Ainsi que l’a précédemment analysé le juge des référés dans son ordonnance n° 2600003 du 3 janvier dernier, M. C... A... s’est marié le 6 septembre 2018 à Koungou avec une ressortissante française qui vivait et travaillait à l’époque au Luxembourg. Il ne résulte pas de l’instruction que, pendant cette période, M. C... A... aurait maintenu sa résidence à Mayotte.
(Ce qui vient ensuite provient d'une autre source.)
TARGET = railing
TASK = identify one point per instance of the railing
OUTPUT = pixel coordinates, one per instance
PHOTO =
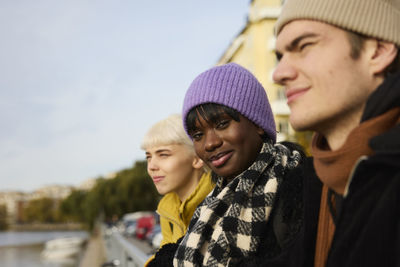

Alors que son épouse est revenue dans ce département français pour y poursuivre sa carrière professionnelle à compter de mars 2020, le couple, qui aurait été hébergé par de la famille, occupe désormais une maison pour laquelle un contrat de bail a été conclu le 2 décembre 2022. Si le foyer fiscal des deux conjoints a été transféré à l’adresse de ce logement, il résulte de l’instruction que M. C... A..., toutefois, a fait l’objet d’une première mesure d’éloignement, par arrêté du 10 décembre 2022 qui a été exécuté dans les suites de l’ordonnance rendue sous le n° 2206165 par le juge des référés du présent tribunal. De retour sur le territoire le 5 mars 2023, sous couvert d’un visa de court séjour, M. C... A... a sollicité la délivrance d’un titre de séjour qui lui a été refusé par arrêté du 16 janvier 2024, lui faisant obligation de quitter le territoire français dans le délai d’un mois. L’intéressé n’a contesté cet arrêté que par la voie d’un recours gracieux, qui n’a pas reçu de suite favorable. Or, M. C... A... ne justifie, ni qu’il se serait maintenu à Mayotte dans les suites de ce recours, donc irrégulièrement, ni qu’il y serait revenu régulièrement. Les pièces qu’il produit désormais pour justifier de son séjour sont les factures d’électricité et d’eau qui ont été délivrées par les organismes auprès desquels le couple a souscrit le contrat en raison du contrat de bail conclu le 2 décembre 2022. Ces factures n’établissent pas la présence effective de l’intéressé pendant cette période, alors qu’il est constant que M. C... A... a exécuté la première mesure d’éloignement. Dans ces conditions, il n’est pas fondé à soutenir que la décision dont litige porte une atteinte grave et manifestement illégale à son droit au respect de sa vie privée et familiale.

Il résulte de ce qui précède que la requête de M. C... A... doit être rejetée, y compris en ce qu’elle comporte des conclusions à fin d’injonction et une demande au titre de l’article L. 761-1 du code de justice administrative.




O R D O N N E :


Article 1er : La requête de M. C... A... est rejetée.

Article 2 : La présente ordonnance sera notifiée à M. D... C... A... et au préfet de Mayotte.

Copie en sera transmise à la ministre des outre-mer et au ministre de l’intérieur en application de l’article R. 751-8 du code de justice administrative.


Fait à Mamoudzou, le 6 janvier 2026.


Le juge des référés,

X. JÉGARD
La greffière,

L. B...



La République mande et ordonne au préfet de Mayotte en ce qui le concerne ou à tous commissaires de justice à ce requis en ce qui concerne les voies de droit commun contre les parties privées, de pourvoir à l’exécution de la présente décision.